Sigrid Nökel : Les problèmes écologiques que nous connaissons aujourd’hui sont le résultat de l’industrialisation et du capitalisme, ce sont là des questions relativement récentes. Les sources islamiques sont, quant à elles, vieilles de plus de 1000 ans et sont apparues dans un contexte complètement différent. Alors en ce qui concerne les gens et leur environnement, nous ne pouvons qu’en tirer des idées d’une nature plus générale.
Il y a des termes que nous avons, comme : fitra, qui se réfère à la création tel un ordre naturel originel ; puis tawhid, qui se réfère à l’unité de la création , autrement dit que toutes les choses dans le monde sont liées les unes aux autres, car elles sont des signes égaux de Dieu, également importantes, précieuses et méritant notre protection ; et enfin mizan, équilibre, état d’une création bien ordonnée et qui doit être maintenue ainsi ou réparée.

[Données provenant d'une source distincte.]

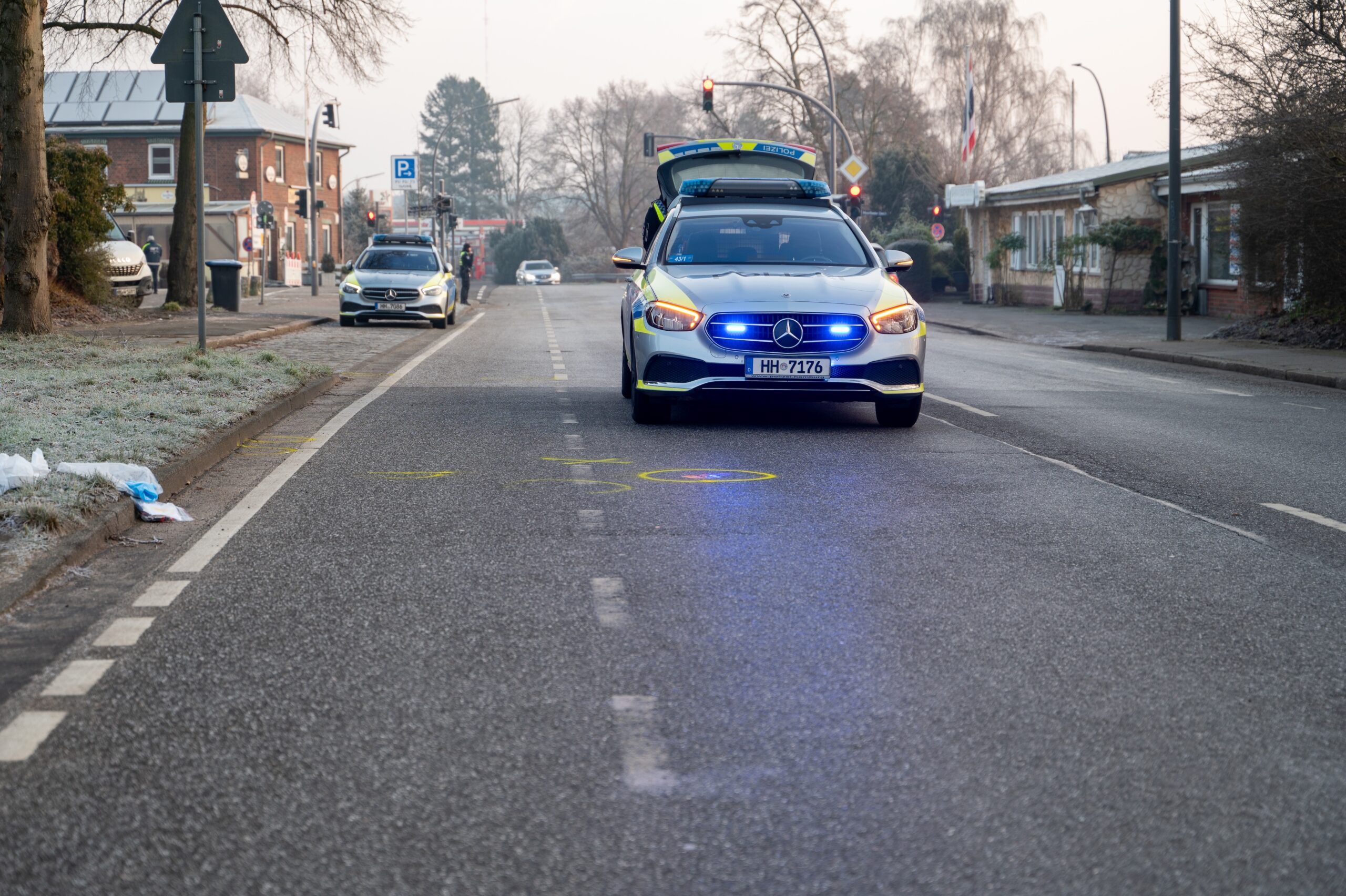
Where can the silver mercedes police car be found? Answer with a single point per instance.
(763, 288)
(399, 278)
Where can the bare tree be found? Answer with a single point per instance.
(599, 158)
(318, 37)
(25, 199)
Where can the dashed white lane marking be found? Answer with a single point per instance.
(1133, 492)
(1309, 516)
(77, 678)
(160, 594)
(210, 544)
(26, 734)
(959, 404)
(609, 605)
(644, 754)
(124, 633)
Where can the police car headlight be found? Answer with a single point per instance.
(664, 315)
(895, 321)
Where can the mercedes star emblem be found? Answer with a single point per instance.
(788, 333)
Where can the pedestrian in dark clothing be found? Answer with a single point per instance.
(154, 254)
(465, 269)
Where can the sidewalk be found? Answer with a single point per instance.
(1143, 337)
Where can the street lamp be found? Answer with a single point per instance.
(1107, 138)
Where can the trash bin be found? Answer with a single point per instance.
(224, 283)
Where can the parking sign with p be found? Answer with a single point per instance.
(404, 172)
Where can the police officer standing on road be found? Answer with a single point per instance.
(154, 254)
(465, 269)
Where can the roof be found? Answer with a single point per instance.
(77, 101)
(1135, 166)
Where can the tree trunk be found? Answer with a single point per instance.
(25, 198)
(182, 249)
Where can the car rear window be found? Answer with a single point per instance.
(763, 239)
(397, 260)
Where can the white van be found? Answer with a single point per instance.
(127, 266)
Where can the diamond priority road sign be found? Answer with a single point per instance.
(852, 169)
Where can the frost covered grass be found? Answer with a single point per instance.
(90, 400)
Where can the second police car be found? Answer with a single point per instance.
(399, 278)
(762, 287)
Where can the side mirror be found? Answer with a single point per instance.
(629, 259)
(895, 260)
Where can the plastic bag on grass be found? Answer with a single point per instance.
(160, 512)
(138, 482)
(17, 470)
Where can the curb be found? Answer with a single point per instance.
(252, 335)
(1219, 364)
(90, 540)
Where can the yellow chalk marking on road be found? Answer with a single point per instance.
(705, 475)
(412, 474)
(616, 486)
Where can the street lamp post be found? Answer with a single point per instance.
(1107, 136)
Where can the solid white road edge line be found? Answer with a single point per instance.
(643, 748)
(1310, 516)
(1133, 492)
(959, 404)
(210, 544)
(77, 678)
(26, 734)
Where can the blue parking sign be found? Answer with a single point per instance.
(404, 172)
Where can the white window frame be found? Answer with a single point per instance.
(172, 162)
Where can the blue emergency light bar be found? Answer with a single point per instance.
(754, 189)
(410, 239)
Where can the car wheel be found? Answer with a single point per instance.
(647, 410)
(898, 412)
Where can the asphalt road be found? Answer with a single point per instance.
(475, 642)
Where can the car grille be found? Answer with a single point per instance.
(818, 337)
(376, 294)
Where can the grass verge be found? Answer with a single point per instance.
(92, 400)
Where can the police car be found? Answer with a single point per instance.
(399, 278)
(761, 287)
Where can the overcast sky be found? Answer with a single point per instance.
(548, 50)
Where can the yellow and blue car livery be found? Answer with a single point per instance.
(399, 278)
(763, 288)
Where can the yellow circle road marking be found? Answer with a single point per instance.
(705, 475)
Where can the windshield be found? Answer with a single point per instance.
(737, 167)
(763, 239)
(397, 260)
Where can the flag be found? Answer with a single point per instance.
(970, 119)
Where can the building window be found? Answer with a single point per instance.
(160, 162)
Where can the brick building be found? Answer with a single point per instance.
(1045, 210)
(251, 148)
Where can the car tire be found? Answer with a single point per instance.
(647, 410)
(898, 412)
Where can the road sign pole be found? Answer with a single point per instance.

On peut ajouter le concept de khilafa qui se réfère au rôle de l’humanité en tant qu’administrateur de la création. C’est le devoir de l’humanité de sauvegarder l’ordre de la création. Les fruits de la Terre sont là pour qu’on en jouisse, mais ses ressources ne doivent pas être exploitées inutilement.
On retrouve aussi dans les paroles et les gestes du prophète Muhammad et des premiers musulmans des exemples qui suggèrent que nous devons être modérés et prudents dans notre utilisation des ressources naturelles et que nous devons bien nous occuper de nos animaux. Ces paroles donnent l’exemple pour les générations suivantes.